Coral reef restoration research receives charitable boost

Part of the work of building the resilience of coral reefs is planting corals, as shown in this staghorn coral photo. -Photo: CCMI

The Central Caribbean Marine Institute received a donation of $ 68,000 from the AALL Foundation to support its work on the coral restoration ground.

The funds will boost the CCMI’s Coral Restoration Program, launched in 2012 in partnership with the Cayman Islands Department of the Environment. The institute now has three nurseries that support coral restoration research dedicated to improving intervention strategies in the Cayman Islands and the Caribbean.

“Funding from the AALL Foundation comes at a critical time for CCMI as our research program works hard to unlock the secrets of coral resilience, embarking on a deliberate five-year research program to develop a coral community. more resilient and robust, ”CCMI President Carrie Manfrino said in a press release.

“CCMI and our marine field station in Little Cayman offer modern laboratory facilities, an intact coral reef ecosystem, and significant scientific affiliations – which are essential to strengthen CCMI’s ability to advance the frontiers of regeneration knowledge.” corals. We are deeply grateful to the AALL Foundation for this support.

AALL administrator Sophia Harris said the donation is part of the work the foundation has strived to support over the past 30 years.

“It is hoped that with increased awareness of the endangerment of our reefs and ecosystems in general, CCMI and even any initiative to improve these conditions will gain further support,” Harris said in a statement. hurry.
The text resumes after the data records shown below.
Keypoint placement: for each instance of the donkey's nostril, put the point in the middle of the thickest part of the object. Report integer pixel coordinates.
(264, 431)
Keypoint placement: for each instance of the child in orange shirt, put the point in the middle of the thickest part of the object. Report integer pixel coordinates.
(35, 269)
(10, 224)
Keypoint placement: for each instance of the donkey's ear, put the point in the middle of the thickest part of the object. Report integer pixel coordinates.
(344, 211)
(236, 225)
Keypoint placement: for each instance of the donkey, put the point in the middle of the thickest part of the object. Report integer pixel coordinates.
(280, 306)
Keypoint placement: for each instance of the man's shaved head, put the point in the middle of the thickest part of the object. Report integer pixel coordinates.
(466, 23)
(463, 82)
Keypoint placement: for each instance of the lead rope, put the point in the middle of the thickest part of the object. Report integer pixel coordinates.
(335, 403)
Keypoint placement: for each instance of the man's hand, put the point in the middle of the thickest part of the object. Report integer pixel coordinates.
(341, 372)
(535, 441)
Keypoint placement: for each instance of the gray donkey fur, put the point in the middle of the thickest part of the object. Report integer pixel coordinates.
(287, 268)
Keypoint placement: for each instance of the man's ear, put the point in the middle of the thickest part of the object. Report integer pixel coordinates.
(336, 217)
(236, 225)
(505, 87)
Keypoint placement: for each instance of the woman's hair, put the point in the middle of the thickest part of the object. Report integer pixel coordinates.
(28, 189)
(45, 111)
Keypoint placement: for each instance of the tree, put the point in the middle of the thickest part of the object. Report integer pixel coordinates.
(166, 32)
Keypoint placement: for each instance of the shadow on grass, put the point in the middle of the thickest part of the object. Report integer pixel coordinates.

“It is hoped that the work they are doing will not only have a positive impact on Cayman, but ultimately provide useful data and research, on a global scale. We are convinced that our funding this year at CCMI is an excellent charitable contribution and an investment in improving our ecosystem and therefore our own future. “

The focus on CCMI’s restoration efforts was renewed in December 2018 at a private dinner hosted in London by the institute’s sponsor Prince Edward.

“With rising water temperatures threatening the health of coral reefs, the team knows they must move forward quickly with their restoration efforts if they are to help protect coral reefs in the Cayman Islands and the region. Caribbean, “said a press release from CCMI.